Sad news from the wide world of sports—the hockey season is officially over. Sadder yet, it never started. While many fans had already given up visions of Stanley Cup competition, this hockey addict is disappointed and discouraged. It isn't just about a season without hockey.
The wide world of professional sports has become infected by many of the worst business practices. Greed, escalating salaries, negotiations in which both sides refuse to consider the perspective of the other, profits distributed to support a select few—these are just a few of the factors that diminish the spirit of athletes who were attracted to sports for the love of the game. The same factors throw a curve ball into competitive business where purpose and passion are often abandoned for profit and power. Stellar athletes and workers, including those in high profile professional roles, know that passion and purpose generate peak performance and desirable results, including profits, raving fans, and goals.
Wayne Gretzky, Bobby Orr, Mark Messier, Jack Welch, Dee Hock, Frances Hesselbein, Joan Baez, and Ray Charles are players, leaders, and performers who produced winning scores on their fields. They played and worked with heart. In doing so, they created devoted team members and lifelong customers and fans.
Hope springs eternal for some of us.
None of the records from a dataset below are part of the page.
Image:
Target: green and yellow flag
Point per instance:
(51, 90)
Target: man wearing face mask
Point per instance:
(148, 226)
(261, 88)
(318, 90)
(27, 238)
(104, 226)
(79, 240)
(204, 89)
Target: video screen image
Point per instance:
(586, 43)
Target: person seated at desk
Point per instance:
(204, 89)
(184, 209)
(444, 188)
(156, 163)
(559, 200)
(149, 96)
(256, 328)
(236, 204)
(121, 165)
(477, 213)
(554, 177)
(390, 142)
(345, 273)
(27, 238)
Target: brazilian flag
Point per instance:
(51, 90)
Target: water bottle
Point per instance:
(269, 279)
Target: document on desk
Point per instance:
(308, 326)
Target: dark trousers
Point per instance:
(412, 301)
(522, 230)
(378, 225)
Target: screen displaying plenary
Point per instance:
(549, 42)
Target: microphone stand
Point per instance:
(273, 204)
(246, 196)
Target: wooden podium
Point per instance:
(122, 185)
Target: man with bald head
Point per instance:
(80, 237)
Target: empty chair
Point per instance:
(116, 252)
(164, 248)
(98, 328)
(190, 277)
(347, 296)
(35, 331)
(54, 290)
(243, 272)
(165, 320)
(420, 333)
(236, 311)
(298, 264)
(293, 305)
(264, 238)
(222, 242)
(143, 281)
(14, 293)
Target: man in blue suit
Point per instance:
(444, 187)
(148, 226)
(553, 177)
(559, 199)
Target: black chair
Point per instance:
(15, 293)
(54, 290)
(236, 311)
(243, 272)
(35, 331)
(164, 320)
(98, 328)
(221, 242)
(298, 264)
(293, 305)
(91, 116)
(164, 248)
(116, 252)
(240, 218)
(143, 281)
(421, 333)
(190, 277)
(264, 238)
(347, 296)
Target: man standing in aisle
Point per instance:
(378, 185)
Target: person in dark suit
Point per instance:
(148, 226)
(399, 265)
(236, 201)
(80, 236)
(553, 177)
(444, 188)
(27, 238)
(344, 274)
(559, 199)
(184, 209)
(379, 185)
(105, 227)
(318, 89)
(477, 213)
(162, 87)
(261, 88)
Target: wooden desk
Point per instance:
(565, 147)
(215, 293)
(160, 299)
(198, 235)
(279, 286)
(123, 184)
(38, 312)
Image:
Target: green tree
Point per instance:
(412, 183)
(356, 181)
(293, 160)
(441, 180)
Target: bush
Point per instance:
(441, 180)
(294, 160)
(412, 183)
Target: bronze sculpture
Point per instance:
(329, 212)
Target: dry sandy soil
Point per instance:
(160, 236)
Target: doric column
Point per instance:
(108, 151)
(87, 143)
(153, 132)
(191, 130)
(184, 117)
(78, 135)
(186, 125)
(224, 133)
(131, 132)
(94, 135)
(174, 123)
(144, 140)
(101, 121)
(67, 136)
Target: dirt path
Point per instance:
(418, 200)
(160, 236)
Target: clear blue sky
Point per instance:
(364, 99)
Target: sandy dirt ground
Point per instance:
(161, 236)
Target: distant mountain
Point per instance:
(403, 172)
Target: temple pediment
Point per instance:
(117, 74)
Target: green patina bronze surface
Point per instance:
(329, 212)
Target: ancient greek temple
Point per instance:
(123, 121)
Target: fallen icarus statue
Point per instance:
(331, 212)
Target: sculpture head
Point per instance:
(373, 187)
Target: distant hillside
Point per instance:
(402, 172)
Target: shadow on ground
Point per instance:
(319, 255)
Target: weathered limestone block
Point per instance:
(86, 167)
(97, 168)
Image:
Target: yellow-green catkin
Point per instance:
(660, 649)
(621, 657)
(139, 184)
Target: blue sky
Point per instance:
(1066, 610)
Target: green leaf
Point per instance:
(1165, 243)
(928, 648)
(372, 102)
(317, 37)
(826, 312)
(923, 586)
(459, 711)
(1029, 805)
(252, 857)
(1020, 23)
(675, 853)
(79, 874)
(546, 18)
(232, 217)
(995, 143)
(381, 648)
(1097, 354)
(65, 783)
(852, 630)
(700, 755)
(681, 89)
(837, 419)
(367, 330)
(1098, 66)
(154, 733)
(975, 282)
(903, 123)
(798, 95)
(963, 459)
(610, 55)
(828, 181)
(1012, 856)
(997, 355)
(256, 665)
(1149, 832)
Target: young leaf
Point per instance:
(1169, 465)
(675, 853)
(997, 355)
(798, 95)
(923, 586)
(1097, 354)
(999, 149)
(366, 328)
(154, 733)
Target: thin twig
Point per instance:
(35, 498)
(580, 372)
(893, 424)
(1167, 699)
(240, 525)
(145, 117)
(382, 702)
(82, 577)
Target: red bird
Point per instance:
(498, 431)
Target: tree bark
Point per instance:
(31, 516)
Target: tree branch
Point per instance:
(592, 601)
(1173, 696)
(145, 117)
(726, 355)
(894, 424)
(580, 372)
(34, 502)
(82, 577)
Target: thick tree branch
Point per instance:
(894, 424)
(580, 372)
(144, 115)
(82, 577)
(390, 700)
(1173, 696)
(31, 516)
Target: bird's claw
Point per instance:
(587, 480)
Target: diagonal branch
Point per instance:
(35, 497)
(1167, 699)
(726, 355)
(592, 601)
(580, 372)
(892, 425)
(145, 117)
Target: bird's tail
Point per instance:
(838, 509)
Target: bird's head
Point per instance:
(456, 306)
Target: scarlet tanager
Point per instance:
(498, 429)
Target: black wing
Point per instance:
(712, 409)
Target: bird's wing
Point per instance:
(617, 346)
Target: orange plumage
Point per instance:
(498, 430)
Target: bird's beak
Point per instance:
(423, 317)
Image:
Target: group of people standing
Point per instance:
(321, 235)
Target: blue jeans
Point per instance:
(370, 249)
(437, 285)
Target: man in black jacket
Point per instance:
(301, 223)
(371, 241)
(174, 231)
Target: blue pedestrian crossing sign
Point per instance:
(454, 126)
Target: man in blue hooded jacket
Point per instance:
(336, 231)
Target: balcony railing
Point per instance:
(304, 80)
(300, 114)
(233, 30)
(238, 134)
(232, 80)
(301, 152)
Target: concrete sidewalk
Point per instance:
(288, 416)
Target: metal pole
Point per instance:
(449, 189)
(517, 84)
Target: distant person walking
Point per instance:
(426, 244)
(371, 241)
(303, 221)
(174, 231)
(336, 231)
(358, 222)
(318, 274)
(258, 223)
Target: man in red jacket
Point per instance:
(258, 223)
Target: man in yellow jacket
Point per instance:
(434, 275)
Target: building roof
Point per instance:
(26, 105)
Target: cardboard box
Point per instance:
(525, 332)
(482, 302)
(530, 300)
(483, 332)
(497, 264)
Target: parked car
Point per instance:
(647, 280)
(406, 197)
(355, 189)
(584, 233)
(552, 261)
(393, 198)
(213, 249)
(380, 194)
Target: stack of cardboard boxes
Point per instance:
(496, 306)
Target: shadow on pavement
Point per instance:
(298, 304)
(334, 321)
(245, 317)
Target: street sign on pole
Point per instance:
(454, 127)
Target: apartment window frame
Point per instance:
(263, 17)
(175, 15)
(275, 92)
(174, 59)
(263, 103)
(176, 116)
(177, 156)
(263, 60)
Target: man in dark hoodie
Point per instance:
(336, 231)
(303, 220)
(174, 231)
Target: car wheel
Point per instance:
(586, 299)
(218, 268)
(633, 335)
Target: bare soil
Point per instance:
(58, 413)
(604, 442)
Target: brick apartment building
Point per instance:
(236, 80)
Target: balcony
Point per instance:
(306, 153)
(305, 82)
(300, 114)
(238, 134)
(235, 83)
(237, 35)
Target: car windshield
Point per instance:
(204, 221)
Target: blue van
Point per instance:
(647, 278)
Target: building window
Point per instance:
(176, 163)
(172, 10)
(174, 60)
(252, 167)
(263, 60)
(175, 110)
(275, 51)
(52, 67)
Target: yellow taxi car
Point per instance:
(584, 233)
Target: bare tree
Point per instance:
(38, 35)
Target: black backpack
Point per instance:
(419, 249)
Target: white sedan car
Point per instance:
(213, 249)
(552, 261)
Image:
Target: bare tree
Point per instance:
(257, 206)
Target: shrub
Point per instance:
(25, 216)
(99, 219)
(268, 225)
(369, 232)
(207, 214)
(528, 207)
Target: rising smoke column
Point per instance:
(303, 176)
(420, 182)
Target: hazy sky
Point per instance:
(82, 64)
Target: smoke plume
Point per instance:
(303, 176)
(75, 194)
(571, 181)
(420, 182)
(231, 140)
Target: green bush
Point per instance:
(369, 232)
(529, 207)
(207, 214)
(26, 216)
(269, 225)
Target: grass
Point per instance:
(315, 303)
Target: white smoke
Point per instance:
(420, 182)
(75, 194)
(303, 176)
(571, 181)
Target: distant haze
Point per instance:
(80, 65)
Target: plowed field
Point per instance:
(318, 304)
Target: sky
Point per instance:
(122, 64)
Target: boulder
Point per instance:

I am going to visualize cheering next year as the Bruins hold up the cherished Stanley Cup. I am also going to picture business leaders recapturing the passion and values that are critical to engaging the hearts, minds, and energy of employees and customers. For now, it will be late night reruns of stellar hockey games from days when athletes like Orr, Gretzky, and Messier played with their hearts and minds to score goals and to thrill diehard fans.